Open hdost opened 8 months ago
Looking into this, I'd love some clarification on how the scenario would work. My current approach has been to set up an integration test based on https://github.com/open-telemetry/opentelemetry-rust/blob/main/examples/logs-basic/src/main.rs and extend it such that we have multiple background tasks with set up with references to the LoggerProvider
instance through an Arc
.
The shutdown I wanted to test was to create a forced shutdown through an interrupt. I initially tried this with setting up multiple exporters with a single LoggerProvider
and got a panic from this line https://github.com/open-telemetry/opentelemetry-rust/blob/36c2a8e0a3c7077b824af78119bfa72ce31a6cd6/opentelemetry-sdk/src/logs/log_emitter.rs#L86 which I think is expected behavior.
Would taking the same approach with multiple LoggerProvider
references in separate tasks be a similar scenario?
The shutdown I wanted to test was to create a forced shutdown through an interrupt.
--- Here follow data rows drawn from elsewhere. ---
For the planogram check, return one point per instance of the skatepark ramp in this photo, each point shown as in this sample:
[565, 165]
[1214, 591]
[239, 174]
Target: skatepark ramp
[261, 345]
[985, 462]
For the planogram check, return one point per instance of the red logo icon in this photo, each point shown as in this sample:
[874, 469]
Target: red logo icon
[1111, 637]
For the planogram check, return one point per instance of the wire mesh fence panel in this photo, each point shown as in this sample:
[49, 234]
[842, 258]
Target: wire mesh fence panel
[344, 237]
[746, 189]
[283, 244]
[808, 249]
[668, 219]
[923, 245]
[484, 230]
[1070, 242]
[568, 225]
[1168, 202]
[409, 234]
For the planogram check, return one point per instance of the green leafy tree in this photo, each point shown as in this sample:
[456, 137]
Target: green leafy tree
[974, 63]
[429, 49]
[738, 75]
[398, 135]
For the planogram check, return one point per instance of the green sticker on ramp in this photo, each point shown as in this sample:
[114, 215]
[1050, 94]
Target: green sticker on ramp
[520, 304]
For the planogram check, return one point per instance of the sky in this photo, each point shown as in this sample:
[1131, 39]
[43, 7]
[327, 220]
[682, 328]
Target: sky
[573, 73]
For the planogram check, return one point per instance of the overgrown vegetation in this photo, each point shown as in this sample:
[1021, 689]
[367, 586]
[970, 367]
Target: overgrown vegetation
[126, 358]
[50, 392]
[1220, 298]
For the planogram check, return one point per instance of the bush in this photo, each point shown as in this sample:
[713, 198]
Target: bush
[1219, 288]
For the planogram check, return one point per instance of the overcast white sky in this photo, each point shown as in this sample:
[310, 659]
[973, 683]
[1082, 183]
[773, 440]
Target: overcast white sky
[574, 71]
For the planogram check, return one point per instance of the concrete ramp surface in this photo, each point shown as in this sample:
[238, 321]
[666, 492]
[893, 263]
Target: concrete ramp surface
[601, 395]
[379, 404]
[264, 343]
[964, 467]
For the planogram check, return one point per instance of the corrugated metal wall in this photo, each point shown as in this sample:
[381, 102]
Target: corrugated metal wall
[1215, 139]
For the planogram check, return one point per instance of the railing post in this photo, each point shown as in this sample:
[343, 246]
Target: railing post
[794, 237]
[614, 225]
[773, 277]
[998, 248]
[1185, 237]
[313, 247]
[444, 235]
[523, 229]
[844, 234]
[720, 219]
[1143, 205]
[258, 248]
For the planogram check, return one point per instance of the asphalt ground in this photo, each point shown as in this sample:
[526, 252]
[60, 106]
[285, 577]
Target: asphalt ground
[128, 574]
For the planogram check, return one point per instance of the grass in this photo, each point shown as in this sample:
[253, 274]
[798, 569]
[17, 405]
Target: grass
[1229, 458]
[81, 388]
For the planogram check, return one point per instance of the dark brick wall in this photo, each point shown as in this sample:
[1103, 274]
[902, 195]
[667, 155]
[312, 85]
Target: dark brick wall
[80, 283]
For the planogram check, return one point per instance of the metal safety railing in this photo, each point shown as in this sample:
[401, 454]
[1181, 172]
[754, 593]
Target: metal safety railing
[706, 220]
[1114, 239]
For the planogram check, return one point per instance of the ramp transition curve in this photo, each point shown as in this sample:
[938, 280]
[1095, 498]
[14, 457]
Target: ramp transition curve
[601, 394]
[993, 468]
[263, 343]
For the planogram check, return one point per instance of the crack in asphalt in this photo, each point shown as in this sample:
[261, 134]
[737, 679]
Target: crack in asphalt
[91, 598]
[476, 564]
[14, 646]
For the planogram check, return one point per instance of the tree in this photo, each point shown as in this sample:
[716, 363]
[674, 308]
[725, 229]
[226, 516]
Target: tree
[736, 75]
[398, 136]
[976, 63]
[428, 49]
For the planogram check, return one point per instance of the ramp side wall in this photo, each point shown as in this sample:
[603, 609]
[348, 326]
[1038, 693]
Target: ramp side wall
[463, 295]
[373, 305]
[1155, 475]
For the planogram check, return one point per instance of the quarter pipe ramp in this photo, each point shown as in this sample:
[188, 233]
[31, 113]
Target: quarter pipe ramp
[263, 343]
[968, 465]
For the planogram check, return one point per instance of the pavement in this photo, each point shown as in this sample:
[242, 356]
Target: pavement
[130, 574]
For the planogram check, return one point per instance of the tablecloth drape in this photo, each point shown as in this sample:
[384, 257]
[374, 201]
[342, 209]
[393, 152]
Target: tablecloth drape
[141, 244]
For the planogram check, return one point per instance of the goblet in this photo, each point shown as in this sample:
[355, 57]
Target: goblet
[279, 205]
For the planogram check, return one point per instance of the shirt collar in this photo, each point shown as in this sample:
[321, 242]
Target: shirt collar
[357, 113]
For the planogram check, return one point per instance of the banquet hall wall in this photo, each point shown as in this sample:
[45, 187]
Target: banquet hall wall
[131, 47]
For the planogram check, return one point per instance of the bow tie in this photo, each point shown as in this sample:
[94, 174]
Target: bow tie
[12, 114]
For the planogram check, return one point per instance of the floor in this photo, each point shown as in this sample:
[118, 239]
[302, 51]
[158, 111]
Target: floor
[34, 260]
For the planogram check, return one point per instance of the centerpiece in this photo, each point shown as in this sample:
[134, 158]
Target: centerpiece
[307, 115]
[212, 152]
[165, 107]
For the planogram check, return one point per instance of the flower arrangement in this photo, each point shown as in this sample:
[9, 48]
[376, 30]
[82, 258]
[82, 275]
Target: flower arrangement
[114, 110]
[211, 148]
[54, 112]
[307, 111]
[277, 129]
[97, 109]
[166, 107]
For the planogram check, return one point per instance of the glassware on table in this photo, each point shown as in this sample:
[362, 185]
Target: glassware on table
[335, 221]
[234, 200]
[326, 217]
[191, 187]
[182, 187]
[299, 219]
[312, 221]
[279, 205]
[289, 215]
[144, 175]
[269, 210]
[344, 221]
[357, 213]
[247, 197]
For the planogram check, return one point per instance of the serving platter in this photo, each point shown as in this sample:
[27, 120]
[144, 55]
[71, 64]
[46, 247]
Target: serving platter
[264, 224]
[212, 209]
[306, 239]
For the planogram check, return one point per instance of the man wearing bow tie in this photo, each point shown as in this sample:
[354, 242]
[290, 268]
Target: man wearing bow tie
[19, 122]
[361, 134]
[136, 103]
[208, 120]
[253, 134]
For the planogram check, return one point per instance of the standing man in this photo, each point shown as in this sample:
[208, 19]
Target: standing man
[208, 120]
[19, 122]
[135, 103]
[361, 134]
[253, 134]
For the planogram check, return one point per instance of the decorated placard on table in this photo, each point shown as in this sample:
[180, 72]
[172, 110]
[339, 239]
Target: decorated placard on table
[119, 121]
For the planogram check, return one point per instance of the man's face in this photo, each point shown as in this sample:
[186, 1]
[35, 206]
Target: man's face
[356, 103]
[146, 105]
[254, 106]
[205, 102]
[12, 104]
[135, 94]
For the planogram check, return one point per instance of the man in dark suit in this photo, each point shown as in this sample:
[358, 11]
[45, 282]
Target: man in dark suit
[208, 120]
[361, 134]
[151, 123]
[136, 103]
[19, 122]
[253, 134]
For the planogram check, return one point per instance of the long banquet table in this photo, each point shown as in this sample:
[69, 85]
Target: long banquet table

I initially tried this with setting up multiple exporters with a single
LoggerProvider
and got a panic from this line https://github.com/open-telemetry/opentelemetry-rust/blob/36c2a8e0a3c7077b824af78119bfa72ce31a6cd6/opentelemetry-sdk/src/logs/log_emitter.rs#L86 which I think is expected behavior.Would taking the same approach with multiple
LoggerProvider
references in separate tasks be a similar scenario?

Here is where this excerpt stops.